Furthermore, their works created a timeless India, existing harmoniously over thousands of years in history whose inhabitants were slaves to custom. Muslim invasions punctured the continuity of India. In creating this difference, the colonial officials effectively created two separate political and historical identities based on linguistic and religious identities. Given that the British encountered Moghul emperors, who were Muslims, in an area also peopled with Hindus, the colonial administrator deduced that the Hindus were suffering at the hands of Islamic rulers. This was merely an extension of their deeply held belief in the intrinsic animosity between Islam and Christianity, dating back to the Crusades.

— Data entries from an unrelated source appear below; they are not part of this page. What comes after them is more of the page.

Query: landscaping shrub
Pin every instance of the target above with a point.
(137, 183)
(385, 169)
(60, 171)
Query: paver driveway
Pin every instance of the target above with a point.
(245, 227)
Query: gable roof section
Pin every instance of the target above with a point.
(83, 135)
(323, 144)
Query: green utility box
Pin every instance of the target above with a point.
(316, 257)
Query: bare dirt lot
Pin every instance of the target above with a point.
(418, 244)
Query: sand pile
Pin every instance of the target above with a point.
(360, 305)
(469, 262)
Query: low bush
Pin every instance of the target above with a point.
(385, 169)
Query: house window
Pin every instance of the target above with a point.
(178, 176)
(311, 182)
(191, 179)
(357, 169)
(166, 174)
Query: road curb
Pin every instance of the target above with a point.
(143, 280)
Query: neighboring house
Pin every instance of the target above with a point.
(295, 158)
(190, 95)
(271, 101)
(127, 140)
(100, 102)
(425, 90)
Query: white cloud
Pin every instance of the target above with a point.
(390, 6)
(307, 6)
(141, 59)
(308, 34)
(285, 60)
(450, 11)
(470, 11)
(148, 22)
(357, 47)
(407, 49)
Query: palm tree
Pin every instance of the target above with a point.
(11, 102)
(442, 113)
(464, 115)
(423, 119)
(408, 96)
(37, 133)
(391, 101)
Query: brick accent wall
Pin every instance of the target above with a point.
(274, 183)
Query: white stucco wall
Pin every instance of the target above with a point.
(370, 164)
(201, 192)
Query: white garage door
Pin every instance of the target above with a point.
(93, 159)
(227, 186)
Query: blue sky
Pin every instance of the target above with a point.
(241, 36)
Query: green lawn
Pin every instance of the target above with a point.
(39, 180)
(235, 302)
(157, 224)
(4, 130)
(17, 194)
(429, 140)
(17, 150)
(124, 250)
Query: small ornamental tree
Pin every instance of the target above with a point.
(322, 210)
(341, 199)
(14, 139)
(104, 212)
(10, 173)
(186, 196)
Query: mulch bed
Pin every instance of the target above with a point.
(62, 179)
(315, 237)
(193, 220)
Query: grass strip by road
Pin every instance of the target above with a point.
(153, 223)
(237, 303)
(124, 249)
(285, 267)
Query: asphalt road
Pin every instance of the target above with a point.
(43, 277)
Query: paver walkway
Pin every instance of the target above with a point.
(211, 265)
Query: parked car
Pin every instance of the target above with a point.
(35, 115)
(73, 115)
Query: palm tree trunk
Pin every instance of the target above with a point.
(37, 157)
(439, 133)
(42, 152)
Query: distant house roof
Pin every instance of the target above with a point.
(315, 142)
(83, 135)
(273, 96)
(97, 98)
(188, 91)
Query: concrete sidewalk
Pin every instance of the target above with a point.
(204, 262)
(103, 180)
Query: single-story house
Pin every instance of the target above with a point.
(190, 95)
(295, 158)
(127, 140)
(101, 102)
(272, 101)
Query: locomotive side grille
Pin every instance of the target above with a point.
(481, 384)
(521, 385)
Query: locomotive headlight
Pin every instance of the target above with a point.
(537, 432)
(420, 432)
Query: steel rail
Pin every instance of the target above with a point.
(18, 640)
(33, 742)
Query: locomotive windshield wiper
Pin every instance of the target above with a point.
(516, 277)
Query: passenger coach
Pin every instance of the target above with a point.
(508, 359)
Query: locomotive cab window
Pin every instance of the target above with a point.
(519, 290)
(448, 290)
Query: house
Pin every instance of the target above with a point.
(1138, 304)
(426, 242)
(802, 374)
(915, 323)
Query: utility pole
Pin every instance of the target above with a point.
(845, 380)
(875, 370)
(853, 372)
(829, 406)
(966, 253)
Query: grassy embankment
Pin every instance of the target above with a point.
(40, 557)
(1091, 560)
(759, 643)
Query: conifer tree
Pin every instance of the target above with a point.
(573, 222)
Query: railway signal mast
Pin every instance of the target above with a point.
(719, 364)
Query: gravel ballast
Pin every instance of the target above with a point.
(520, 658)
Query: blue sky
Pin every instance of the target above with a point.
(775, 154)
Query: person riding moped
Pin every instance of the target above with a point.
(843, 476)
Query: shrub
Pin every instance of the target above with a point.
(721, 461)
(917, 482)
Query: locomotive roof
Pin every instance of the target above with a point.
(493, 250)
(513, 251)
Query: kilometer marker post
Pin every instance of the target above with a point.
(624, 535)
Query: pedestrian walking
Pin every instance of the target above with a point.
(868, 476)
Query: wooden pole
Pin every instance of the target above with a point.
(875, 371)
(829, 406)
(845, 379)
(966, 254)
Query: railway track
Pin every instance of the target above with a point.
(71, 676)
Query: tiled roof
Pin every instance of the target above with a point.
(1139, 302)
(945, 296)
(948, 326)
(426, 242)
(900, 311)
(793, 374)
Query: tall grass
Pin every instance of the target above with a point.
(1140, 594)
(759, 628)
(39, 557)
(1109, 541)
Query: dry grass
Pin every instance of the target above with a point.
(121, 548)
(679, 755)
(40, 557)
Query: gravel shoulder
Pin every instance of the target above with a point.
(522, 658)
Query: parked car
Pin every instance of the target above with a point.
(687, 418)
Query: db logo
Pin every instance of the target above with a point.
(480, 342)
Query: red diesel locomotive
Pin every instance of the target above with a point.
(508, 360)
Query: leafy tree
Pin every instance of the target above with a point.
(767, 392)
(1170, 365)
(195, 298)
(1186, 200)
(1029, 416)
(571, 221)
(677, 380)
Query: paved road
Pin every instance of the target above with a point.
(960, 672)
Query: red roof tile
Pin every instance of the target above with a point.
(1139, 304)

As Dow maintained, “in the history of Hindustan…the people of Great Britain may see a striking contrast of their own condition; and whilst they feel for human nature suffering under despotism, exult at the same time, in that happy liberty, which they enjoy.” These colonial portrayals were strikingly opposite to how Firishta and other Hindustani historians described their communities.
The impact of colonial episteme was far-reaching and spread across the European continent through which it entered universal history. As Ahmed Asif shows, Dow’s works were used by Voltaire in his writings on universal history, Kant in his lectures on the philosophy of history, and others who portrayed this colonial imaginary as natural laws of the philosophy of history. Hindustan of Firishta was erased through this robust colonial infrastructure of knowledge that came to dominate and be used as a true representation of the political communities.
Colonial knowledge was accumulated, catalogued, systematized and stored in imperial capitals and was used to construct a colonial culture that spread colonial understandings of the colonized. Manan Ahmed Asif’s work is thus crucial in understanding the potential methodology that can be used to decolonize the philosophy of history and liberate the people who still remain held in colonial chains. Labour movements in both can use it to deconstruct colonial identities based on communalism and build new ones based on class solidarity.